I settle back on my elbows because once my mom gets started, the only thing to do is sit back and listen.

“I was so self-absorbed back then. That's what years and years in the industry will get you. A big false sense of self-importance when really you're just a balloon with nothing inside but hot air. Thin-skinned and easy to deflate. If I had been stronger…”

She stops and scans Alouette's room as if she's seeking solace in the songbirds all around. “I was just so young when I started. I never had a chance to get myself grounded. To find my center.” She presses her fist against her sternum. “I was only a little younger than you are now and the drug use didn't help.”

“I know, Mom. You were self-made. You had to scramble and scrape for everything you could get.…”

“God, that's for sure!” She throws herself back in the chair and launches into a speech I've heard dozens of times. “There were no patrons then and most record deals had dried up except for the biggest, most established acts. When I started out you had to spend all your time creating your own media presence to get noticed but nobody wanted to
buy
your music back then. Everybody expected you to give away your music for free. Download this! Stream that for pennies! Yes, please take the rights to my song and play it in your tampon commercial! It's good exposure. I don't need to eat.

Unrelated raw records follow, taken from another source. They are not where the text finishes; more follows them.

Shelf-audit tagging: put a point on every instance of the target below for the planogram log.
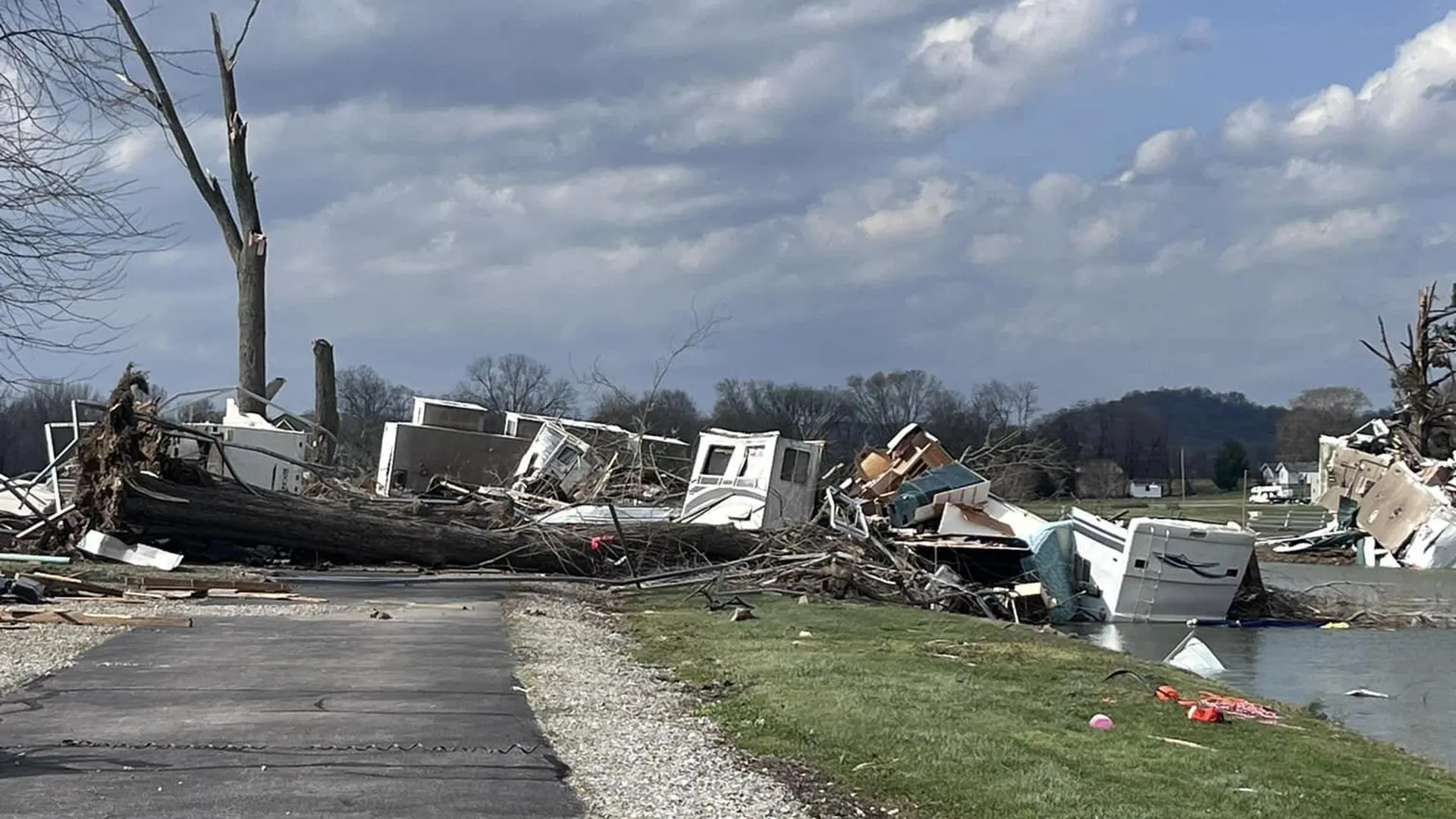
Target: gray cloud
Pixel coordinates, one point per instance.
(565, 180)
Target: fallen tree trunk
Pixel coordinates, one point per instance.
(150, 507)
(131, 488)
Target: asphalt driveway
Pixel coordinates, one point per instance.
(417, 716)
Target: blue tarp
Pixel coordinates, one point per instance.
(1053, 558)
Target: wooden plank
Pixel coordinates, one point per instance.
(77, 618)
(164, 595)
(73, 583)
(200, 585)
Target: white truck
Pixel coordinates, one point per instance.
(1272, 493)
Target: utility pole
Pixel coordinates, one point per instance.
(1244, 502)
(1183, 477)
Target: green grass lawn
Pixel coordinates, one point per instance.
(946, 716)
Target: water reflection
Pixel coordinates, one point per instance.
(1305, 665)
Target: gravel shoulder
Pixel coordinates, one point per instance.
(629, 736)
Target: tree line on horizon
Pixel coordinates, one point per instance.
(1085, 449)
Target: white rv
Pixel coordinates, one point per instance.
(752, 480)
(1161, 570)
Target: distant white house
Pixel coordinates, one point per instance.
(1291, 474)
(1145, 490)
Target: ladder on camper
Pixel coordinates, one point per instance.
(1147, 582)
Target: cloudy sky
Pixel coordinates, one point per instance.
(1094, 194)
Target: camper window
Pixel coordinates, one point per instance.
(750, 458)
(795, 466)
(717, 460)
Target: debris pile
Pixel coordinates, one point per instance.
(555, 497)
(1394, 506)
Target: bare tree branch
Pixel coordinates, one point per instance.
(242, 231)
(702, 330)
(64, 235)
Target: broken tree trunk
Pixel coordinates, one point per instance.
(223, 512)
(325, 403)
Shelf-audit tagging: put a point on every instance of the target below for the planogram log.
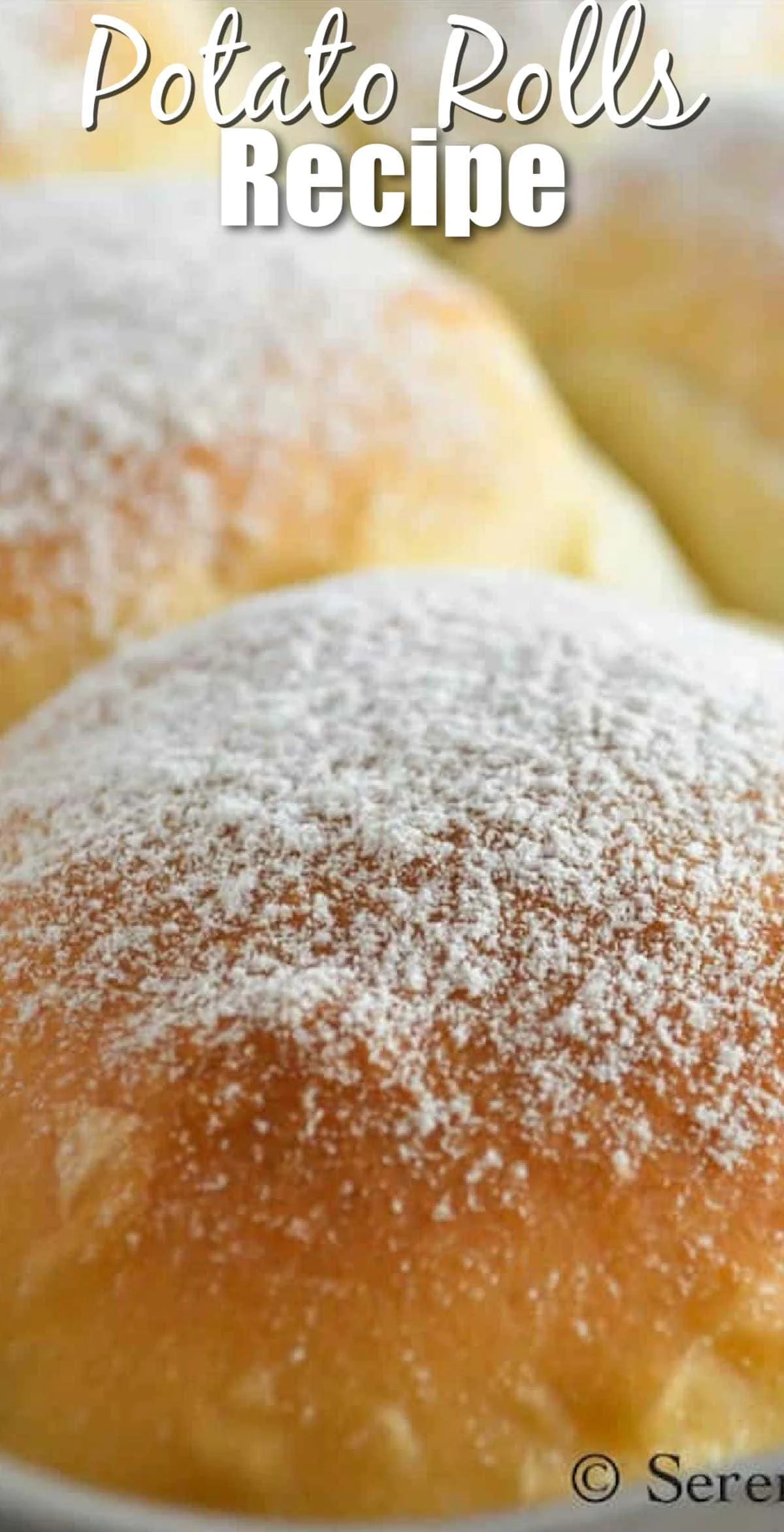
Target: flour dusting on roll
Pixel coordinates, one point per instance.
(393, 1008)
(189, 414)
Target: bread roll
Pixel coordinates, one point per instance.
(45, 46)
(189, 414)
(391, 1052)
(661, 313)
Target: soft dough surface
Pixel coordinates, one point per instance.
(189, 414)
(391, 1052)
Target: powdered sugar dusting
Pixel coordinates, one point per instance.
(495, 842)
(159, 373)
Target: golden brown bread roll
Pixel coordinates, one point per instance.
(189, 414)
(391, 1052)
(659, 308)
(42, 69)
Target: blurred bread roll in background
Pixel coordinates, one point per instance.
(43, 52)
(659, 310)
(189, 414)
(393, 1001)
(713, 45)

“The only real money a working musician could make was off of touring, but the big-name acts had the venues booked up tight and boy did they stick together! It was this circle-the-wagons, keep-the-riffraff-out, protect-your-own mentality that made it nearly impossible for anyone new to break in.”

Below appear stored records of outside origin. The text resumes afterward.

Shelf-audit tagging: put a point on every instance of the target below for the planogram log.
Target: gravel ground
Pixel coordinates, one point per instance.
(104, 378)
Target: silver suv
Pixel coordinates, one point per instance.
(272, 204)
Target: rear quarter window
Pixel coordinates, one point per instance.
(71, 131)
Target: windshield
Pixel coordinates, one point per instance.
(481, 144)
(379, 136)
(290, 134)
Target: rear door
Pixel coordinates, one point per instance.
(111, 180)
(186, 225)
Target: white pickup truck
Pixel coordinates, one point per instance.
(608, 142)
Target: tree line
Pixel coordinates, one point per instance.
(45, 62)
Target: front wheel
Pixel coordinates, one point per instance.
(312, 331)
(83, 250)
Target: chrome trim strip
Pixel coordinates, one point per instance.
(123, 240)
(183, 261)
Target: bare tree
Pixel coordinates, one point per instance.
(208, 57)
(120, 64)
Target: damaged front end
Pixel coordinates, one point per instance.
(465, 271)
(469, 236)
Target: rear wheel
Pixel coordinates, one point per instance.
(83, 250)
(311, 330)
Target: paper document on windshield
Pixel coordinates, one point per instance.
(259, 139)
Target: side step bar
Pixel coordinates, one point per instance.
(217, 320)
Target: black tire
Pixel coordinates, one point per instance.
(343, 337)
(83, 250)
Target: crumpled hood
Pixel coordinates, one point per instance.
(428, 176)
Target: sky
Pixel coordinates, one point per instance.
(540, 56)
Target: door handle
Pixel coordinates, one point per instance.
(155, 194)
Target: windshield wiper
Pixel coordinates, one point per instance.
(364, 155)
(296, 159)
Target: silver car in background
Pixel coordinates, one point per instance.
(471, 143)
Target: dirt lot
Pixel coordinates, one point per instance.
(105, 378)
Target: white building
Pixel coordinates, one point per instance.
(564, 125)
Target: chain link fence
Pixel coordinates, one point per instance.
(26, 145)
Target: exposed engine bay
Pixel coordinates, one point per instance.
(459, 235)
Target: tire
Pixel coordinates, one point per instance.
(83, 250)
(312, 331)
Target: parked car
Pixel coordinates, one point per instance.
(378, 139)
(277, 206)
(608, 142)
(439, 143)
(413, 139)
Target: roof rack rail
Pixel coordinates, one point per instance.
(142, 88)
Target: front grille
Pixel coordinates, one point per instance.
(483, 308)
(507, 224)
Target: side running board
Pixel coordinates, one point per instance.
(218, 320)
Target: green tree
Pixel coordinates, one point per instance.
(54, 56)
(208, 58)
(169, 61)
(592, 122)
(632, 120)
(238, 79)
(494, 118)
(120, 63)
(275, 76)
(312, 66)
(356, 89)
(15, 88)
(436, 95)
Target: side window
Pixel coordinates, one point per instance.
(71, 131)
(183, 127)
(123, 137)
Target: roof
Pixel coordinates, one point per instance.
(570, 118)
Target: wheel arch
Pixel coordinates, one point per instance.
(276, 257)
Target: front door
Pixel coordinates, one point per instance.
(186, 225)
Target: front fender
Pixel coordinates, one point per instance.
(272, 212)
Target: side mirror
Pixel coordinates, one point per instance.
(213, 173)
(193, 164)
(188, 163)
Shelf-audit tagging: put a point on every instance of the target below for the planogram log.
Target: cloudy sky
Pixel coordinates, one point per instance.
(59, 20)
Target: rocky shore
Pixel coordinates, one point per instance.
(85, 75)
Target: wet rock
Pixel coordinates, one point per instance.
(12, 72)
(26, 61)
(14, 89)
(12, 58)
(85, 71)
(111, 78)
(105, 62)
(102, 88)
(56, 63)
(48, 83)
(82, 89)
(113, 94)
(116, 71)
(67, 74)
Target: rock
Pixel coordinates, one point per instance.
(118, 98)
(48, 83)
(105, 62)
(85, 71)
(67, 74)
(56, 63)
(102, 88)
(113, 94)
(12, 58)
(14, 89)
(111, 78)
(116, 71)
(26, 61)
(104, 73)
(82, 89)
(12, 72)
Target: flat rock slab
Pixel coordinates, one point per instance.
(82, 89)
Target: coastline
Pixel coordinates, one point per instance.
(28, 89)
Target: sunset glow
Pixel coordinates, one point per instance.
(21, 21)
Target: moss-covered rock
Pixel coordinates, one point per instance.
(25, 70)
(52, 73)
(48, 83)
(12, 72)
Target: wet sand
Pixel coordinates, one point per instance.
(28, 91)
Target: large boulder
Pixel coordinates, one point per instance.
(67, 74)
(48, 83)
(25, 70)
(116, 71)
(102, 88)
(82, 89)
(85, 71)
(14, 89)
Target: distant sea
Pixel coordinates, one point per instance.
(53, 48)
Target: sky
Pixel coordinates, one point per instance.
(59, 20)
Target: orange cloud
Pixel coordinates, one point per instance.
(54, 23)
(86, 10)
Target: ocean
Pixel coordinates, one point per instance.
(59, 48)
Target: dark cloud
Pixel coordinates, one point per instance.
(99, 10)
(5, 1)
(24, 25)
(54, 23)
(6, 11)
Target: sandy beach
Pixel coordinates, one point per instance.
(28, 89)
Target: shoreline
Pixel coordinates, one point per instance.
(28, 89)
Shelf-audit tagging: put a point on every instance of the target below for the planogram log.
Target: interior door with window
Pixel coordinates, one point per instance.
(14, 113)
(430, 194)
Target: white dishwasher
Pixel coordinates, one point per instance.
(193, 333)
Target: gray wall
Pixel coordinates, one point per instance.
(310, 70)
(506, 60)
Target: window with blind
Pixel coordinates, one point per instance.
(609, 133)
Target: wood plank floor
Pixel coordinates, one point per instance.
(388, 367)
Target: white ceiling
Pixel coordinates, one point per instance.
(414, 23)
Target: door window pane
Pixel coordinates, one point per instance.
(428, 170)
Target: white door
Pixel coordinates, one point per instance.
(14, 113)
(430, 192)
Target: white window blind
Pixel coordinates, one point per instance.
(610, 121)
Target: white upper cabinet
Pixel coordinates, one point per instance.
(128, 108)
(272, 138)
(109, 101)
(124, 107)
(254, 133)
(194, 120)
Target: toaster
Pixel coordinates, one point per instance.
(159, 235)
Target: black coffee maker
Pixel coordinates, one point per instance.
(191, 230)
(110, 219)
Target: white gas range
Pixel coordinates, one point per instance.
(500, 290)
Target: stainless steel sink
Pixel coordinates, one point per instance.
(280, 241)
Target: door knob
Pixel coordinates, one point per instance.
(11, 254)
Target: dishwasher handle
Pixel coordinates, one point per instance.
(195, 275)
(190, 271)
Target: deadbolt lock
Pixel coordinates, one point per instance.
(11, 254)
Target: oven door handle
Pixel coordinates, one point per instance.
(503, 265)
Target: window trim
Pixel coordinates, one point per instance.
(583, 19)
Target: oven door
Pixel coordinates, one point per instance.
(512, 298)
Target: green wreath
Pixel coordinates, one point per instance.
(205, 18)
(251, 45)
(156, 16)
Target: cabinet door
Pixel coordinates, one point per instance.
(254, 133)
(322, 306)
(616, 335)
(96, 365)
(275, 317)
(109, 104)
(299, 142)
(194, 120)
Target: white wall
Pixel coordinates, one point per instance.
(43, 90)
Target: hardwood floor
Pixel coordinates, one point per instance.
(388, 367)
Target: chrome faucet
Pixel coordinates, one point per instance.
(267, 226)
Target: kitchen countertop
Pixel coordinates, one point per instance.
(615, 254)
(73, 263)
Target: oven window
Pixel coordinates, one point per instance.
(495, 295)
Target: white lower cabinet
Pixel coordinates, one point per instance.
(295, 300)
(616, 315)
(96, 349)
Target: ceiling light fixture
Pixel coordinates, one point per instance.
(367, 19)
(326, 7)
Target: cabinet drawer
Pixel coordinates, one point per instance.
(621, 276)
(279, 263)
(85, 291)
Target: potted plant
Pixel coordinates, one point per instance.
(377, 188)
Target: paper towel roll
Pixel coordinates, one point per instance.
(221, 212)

“But you did. You broke in,” I remind her. “You got lucky.”

“Luck's a funny thing,” Mom says. “You only get it if you work hard enough to be ready when you're standing in the right place at the right time.”

Despite her faults, I respect how my mother started from the bottom.

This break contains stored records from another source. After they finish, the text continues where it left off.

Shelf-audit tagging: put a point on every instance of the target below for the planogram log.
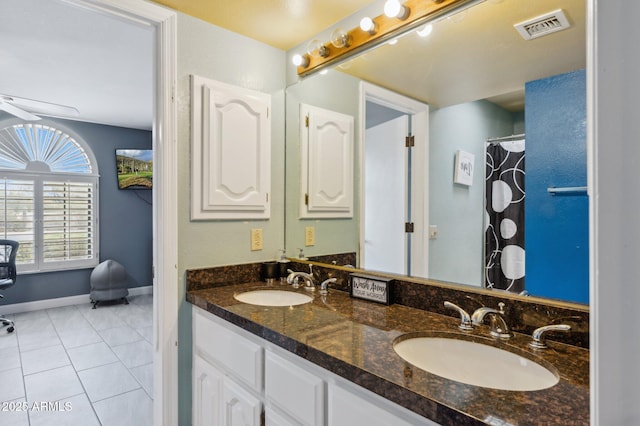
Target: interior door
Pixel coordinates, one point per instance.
(385, 192)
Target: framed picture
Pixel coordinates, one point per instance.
(464, 168)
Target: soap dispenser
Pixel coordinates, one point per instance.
(301, 255)
(283, 266)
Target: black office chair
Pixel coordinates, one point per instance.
(8, 252)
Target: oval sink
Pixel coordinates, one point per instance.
(273, 298)
(475, 363)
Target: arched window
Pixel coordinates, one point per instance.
(48, 196)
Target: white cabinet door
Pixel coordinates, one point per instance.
(345, 408)
(231, 151)
(273, 418)
(240, 408)
(294, 390)
(326, 163)
(207, 393)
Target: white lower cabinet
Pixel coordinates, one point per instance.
(242, 380)
(240, 408)
(290, 387)
(207, 393)
(347, 407)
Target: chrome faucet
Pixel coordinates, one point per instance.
(324, 285)
(499, 327)
(538, 341)
(293, 279)
(465, 319)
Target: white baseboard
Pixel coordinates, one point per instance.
(63, 301)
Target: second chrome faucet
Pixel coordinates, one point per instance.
(499, 327)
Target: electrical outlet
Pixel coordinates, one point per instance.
(433, 232)
(256, 239)
(309, 236)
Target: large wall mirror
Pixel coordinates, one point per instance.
(495, 184)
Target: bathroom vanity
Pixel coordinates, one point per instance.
(331, 361)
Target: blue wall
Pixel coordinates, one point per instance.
(125, 220)
(557, 227)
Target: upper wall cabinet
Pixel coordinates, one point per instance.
(326, 163)
(231, 151)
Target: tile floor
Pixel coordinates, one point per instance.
(78, 366)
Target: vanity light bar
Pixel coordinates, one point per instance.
(419, 11)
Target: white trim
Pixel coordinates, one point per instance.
(165, 196)
(59, 302)
(420, 166)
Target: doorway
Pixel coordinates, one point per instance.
(165, 241)
(393, 222)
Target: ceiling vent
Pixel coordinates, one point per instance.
(542, 25)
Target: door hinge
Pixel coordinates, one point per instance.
(409, 142)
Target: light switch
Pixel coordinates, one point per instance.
(256, 239)
(309, 236)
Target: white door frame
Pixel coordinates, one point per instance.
(420, 168)
(165, 214)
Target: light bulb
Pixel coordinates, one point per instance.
(393, 9)
(300, 60)
(340, 38)
(425, 31)
(367, 25)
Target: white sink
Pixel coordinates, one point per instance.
(273, 298)
(475, 363)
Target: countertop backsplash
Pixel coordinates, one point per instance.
(522, 314)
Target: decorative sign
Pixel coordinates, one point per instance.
(464, 168)
(368, 287)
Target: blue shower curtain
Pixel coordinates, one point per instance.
(504, 216)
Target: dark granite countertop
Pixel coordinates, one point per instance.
(354, 339)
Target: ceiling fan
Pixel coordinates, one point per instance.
(27, 109)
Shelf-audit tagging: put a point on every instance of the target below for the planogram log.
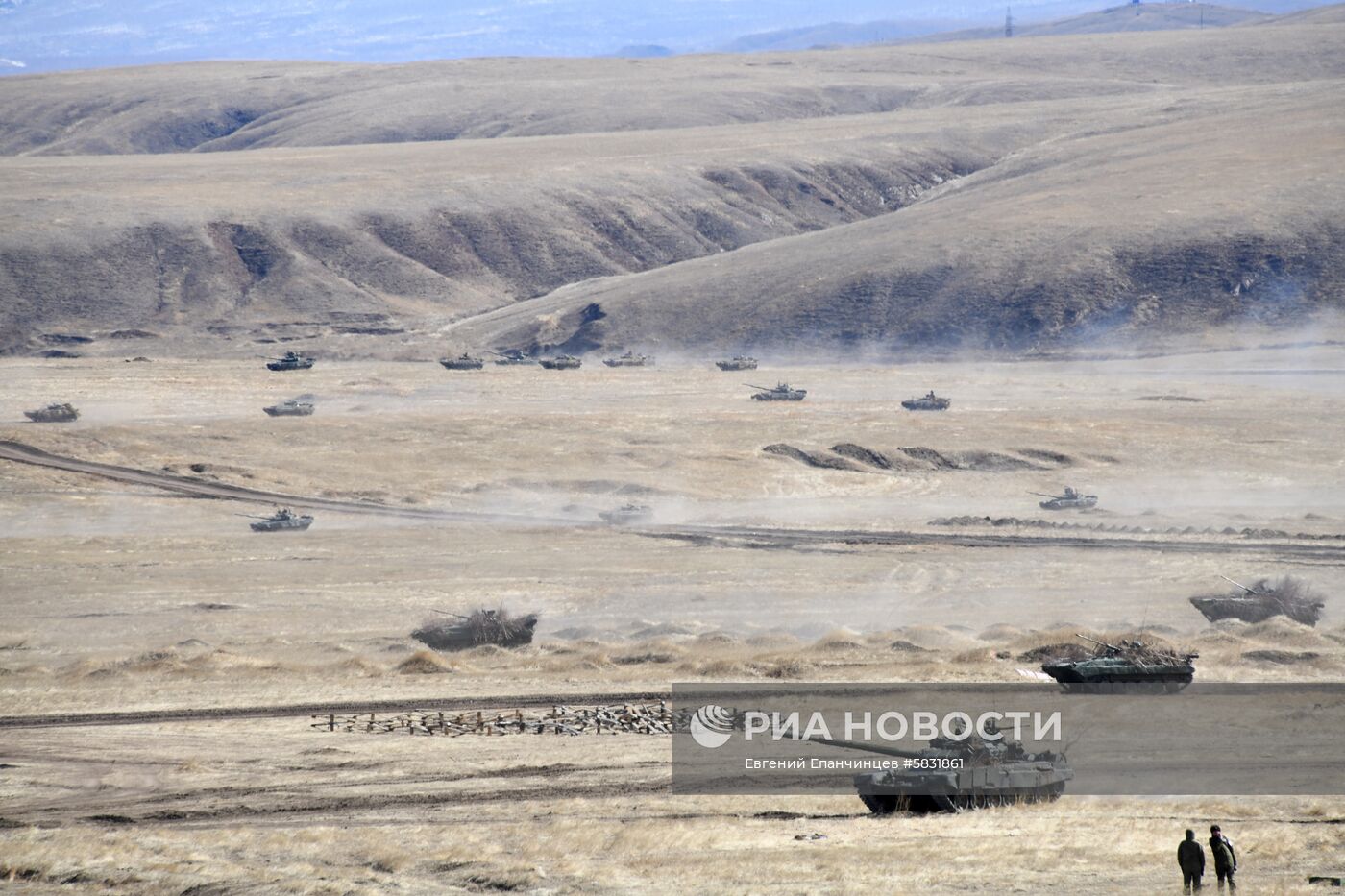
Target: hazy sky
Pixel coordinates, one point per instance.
(63, 34)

“Now I'm here!” She tosses her arms open wide and cracks up as if that's the funniest thing ever.

“You were in the Buzz the other day,” I tell her. “Another mini biopic. This one was called
Libellule: The Last Self-Made Pop Star
.”

Mom rolls her eyes but I see a little grin. “Oh, let me guess! It started with footage of me dancing in the flatbed of a pickup truck parked in the wreckage of Times Square.” She sings the opening lines of “Pickup Truck in the City,” a country-infused pop song with a disco beat that first garnered her some attention. “Then they moved on to ‘Sugar Smack' with DJ LazyEye slapping my bikini-clad ass as I strutted around him.”